Wednesday, August 31st, 2005

Those opposed to the AG park near Shideler, Indiana are starting to organize in advance of the effort to convince the county commissioners to rezone the property.  They have hired former state legislator Bruce Munson as their attorney:
“A key concern is the potential for CAFOs (concentrated animal feeding operations) in this zoning category,” Munson said. “That’s not the only concern, but it’s a major one.”

The owners of the proposed ag park have said they don’t intend to develop any CAFOs, and they plan to write covenants prohibiting them. In addition, the owners point out that CAFOs could be built on the site now, because CAFOs are allowed in the farming zone.

The only restriction on CAFOs in Delaware County is they are prohibited within 200 feet of a dwelling, school, church, or hospital.

 
And be sure to check out Marcia Oddi’s notes on Indiana’s public records laws here, in reference to  a dispute over the release of personnel and disciplinary records for Evansville police officers.

Randolph County Alert

Wednesday, August 31st, 2005

For those of you in Randolph County, IDEM announced yesterday that public comment will be accepted tonight at 7PM at the commissioner’s conference room on Randolph Farms, Inc.’s application to expand its landfill:
 The public is invited to a public meeting and hearing concerning an application for a permit modification for lateral expansion of the Randolph Farms Landfill at County Road 600 South, ½ mile east of State Road 1, in Randolph County.

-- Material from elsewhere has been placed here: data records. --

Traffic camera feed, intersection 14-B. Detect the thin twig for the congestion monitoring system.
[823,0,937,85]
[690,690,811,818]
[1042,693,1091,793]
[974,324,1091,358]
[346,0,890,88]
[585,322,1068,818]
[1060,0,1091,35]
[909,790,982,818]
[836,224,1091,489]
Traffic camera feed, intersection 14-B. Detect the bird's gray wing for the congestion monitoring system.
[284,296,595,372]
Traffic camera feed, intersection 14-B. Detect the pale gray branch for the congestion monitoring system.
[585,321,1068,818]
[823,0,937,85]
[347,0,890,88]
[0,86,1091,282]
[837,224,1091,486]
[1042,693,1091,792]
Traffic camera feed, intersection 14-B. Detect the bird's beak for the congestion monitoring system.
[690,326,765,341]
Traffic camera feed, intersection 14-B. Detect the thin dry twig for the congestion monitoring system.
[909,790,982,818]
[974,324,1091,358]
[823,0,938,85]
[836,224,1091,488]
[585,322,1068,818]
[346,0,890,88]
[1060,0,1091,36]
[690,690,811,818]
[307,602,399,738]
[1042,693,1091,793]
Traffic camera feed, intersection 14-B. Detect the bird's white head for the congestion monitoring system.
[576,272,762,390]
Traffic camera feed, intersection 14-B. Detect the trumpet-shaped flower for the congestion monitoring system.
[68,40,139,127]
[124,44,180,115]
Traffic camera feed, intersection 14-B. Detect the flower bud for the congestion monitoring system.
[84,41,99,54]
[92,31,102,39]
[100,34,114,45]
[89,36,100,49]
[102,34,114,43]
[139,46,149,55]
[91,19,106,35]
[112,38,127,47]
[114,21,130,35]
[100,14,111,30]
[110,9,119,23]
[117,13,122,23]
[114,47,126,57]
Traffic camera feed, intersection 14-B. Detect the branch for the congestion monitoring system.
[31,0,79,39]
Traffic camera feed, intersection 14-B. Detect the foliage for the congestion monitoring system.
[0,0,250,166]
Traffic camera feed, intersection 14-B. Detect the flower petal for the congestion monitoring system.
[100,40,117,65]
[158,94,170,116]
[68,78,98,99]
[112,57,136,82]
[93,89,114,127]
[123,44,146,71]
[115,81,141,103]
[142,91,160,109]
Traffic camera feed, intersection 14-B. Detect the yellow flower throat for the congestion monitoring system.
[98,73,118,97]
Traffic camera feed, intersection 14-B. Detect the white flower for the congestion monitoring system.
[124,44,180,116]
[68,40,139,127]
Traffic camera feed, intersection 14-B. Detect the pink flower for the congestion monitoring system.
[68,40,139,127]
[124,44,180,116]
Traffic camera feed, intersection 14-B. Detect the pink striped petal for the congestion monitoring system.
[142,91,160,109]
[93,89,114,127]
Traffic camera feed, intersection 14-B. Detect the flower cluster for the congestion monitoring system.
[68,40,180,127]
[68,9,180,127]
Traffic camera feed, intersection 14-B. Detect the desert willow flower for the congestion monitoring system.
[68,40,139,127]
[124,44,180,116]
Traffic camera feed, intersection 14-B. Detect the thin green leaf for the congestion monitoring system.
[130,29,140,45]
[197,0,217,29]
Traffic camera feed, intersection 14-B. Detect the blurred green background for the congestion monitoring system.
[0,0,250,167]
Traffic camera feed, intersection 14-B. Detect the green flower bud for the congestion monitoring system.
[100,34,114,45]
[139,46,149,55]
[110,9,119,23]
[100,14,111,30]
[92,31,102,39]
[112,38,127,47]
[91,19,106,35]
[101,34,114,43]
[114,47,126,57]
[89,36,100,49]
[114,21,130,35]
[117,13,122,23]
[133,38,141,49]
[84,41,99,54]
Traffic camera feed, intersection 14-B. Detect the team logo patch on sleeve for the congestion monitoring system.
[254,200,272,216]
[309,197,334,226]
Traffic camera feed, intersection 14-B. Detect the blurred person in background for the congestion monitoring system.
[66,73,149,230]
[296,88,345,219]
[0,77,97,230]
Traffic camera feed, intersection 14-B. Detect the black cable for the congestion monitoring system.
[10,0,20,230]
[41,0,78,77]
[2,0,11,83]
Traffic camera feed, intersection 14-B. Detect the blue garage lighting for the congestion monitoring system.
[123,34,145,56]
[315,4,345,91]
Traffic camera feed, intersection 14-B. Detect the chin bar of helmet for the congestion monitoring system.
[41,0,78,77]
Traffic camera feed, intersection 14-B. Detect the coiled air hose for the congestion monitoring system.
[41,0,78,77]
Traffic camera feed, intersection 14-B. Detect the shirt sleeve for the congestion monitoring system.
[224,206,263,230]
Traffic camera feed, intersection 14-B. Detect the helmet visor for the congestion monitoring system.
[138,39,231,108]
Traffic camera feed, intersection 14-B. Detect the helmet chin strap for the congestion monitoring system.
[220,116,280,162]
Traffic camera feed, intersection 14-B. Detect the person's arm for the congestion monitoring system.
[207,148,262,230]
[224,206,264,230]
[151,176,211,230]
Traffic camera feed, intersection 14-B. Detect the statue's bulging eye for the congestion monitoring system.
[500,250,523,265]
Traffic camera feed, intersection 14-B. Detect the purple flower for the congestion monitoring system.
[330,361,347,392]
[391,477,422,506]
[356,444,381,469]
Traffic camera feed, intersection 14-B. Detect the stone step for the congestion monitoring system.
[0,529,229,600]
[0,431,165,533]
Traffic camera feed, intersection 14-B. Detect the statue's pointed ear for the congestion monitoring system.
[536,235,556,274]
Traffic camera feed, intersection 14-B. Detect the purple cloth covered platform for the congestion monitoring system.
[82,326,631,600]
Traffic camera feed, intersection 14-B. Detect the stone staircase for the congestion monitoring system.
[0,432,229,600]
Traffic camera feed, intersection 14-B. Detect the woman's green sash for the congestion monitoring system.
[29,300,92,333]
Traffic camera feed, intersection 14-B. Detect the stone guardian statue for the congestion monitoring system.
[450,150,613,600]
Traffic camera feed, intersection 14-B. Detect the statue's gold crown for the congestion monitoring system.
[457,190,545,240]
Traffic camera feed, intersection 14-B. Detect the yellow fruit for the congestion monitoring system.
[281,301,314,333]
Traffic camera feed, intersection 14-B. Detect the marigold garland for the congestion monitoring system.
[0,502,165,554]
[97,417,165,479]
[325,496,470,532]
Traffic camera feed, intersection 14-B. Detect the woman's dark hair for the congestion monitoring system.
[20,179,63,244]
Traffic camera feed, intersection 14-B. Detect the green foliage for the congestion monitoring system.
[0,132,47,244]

Randolph Farms, Inc. submitted the permit modification application to IDEM in January of 2005. IDEM’s permitting staff conducted a completeness review and are now accepting public comment prior to making a final decision concerning an approval or denial.

A representative from Randolph Farms, Inc. will give an informal presentation concerning the proposed modification beginning at 7 p.m. Immediately following the presentation by the applicant, IDEM staff will hold a formal, public hearing to receive written and oral comments concerning the proposed modification.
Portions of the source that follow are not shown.